Now, authorities are searching for the suspects and assume at least one of them suffered burns.
"Fuel theft is a very dangerous operation, so we likely have somebody out there who has been injured," said Cyndi Foreman, of the Sonoma County Fire District, which responded to the blaze.
It happened at about 1:30 a.m. Wednesday at the rental yard on Santa Rosa Avenue.
The explosion was heard by neighborhood residents and passing motorists.
The call came in as a vehicle fire, but it turned out to be much more.
"The evidence shows they were siphoning gas, and someone lit a cigarette and blew this place up," said Sgt. Spencer Crum, of the Sonoma County Sheriff's Department.
"Blew it up pretty good, about six vans got blown up and mostly totaled out here."
Wednesday afternoon, a few damaged vans remained parked in the lot, their front grills, headlamps, and trims melted away.
A pick-up truck destroyed in the blast, and a few other vehicles that burned, had already been towed away.
"It's really the vapors that are dangerous," cautioned Foreman, who noted plenty of evidence was abandoned by the thieves: two 55 gallon drums being siphoned into, plus tubing and funnels, and a smaller jug already filled.
Authorities also found a pocket knife and a lighter.
"We're working with the stuff left behind, doing some evidence work with that, seeing if we can prove who it was," said Sgt. Crum.
Two cars were spotted leaving the U-Haul lot afterward.
"We did a sweep of the area last night, and another sweep this morning, and we have not found anyone, but quite likely someone is Injured from this incident," said Foreman, "so we are checking local hospitals too."

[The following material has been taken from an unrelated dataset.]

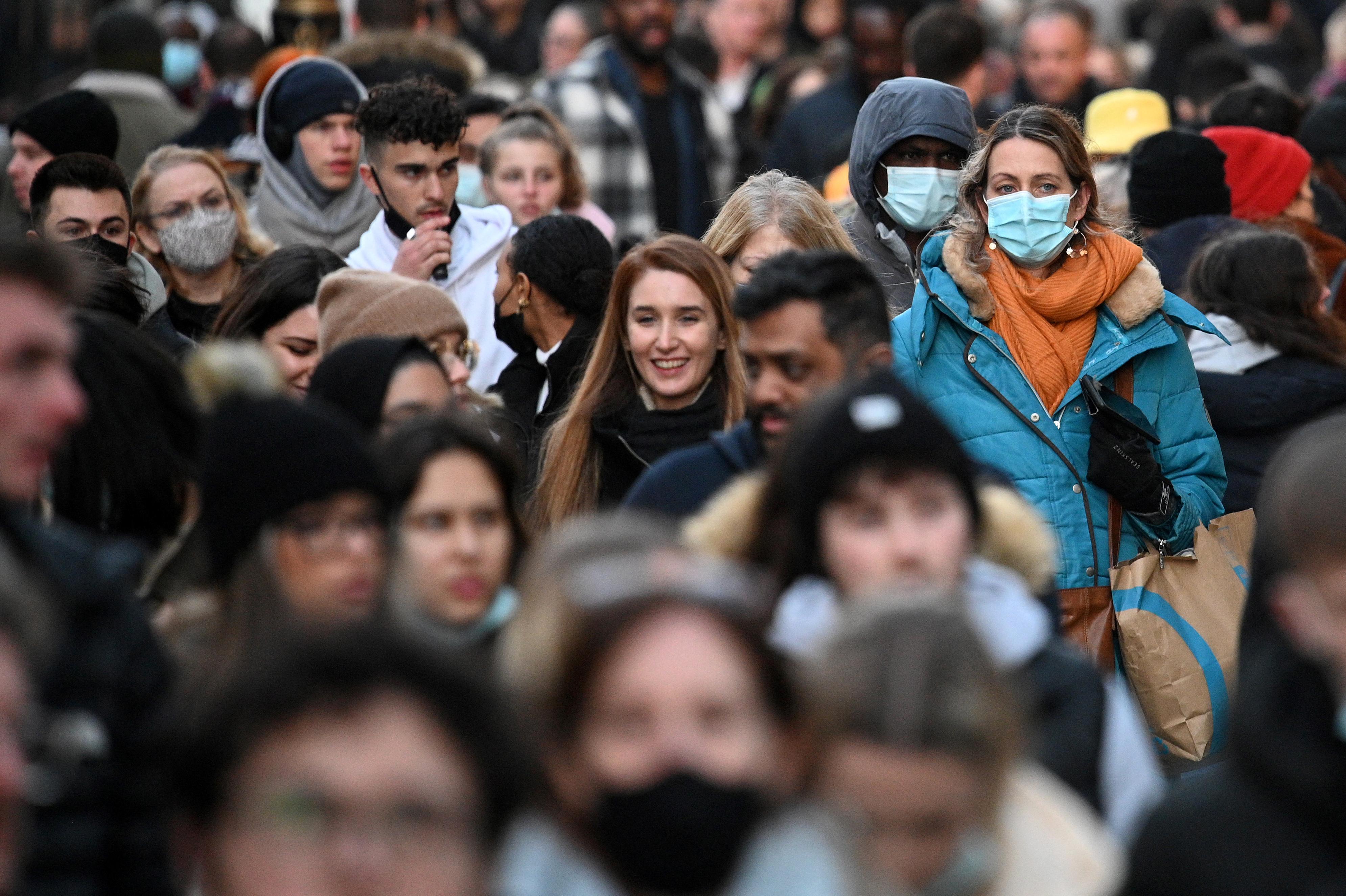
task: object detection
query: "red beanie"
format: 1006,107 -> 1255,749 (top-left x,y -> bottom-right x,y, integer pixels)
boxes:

It's not the first time gasoline has been stolen from the U-Haul fleet.
Rentals are returned with full tanks, which make them attractive targets.
Plus, there is no guard, no fencing, no locking gas caps.

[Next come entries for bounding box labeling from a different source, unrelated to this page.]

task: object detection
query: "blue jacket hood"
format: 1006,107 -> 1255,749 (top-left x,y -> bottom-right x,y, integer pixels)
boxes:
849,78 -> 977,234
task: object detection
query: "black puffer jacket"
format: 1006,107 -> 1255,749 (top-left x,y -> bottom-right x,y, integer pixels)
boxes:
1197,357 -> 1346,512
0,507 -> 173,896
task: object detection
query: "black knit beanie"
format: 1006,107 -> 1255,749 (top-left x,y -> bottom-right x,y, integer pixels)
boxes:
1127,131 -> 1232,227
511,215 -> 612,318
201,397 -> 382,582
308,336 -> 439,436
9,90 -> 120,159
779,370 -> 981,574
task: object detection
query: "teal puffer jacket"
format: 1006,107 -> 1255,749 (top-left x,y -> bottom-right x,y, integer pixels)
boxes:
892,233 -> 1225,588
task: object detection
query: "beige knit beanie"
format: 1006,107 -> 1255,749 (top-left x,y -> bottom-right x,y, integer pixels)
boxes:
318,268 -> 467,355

Gas theft is a crime that seems to rise and fall, according to what's happening at the pumps.
"Look at gas prices right now here in California, upwards of four dollars a gallon, and we see this activity spike when we have increases in fuel costs," said Foreman.
Santa Rosa Avenue is blanketed by security cameras, and has traffic flowing at all hours, so investigators are getting good leads.

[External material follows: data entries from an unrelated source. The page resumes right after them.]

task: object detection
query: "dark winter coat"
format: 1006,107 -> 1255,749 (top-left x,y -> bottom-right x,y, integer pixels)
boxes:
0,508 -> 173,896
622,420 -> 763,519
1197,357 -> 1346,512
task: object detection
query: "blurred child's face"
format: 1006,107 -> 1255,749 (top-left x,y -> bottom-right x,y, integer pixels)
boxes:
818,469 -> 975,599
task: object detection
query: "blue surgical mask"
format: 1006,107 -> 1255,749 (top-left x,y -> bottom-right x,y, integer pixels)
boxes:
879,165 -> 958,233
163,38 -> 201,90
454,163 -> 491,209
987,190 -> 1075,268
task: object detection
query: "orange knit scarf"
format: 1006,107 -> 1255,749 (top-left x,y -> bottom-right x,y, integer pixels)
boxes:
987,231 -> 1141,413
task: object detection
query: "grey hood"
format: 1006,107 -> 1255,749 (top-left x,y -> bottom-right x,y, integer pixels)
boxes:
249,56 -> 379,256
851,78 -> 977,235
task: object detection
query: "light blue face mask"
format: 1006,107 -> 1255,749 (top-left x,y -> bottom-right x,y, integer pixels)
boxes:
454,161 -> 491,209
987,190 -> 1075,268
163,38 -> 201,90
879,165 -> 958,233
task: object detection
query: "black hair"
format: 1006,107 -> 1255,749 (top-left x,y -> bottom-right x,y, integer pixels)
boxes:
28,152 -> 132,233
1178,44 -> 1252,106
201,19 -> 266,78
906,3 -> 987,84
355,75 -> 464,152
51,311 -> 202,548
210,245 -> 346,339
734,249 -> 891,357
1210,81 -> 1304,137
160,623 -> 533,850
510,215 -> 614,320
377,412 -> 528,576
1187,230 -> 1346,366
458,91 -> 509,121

They encourage the suspects to come forward, especially if someone is injured and needs medical care.
"Not the smartest thing to do," observed Sgt. Crum, "and these criminals need to learn, you can't be lighting cigarettes when committing these types of crimes."
The loss exceeds $100,000 and the thieves would be looking at charges of grand theft and arson, both felony crimes.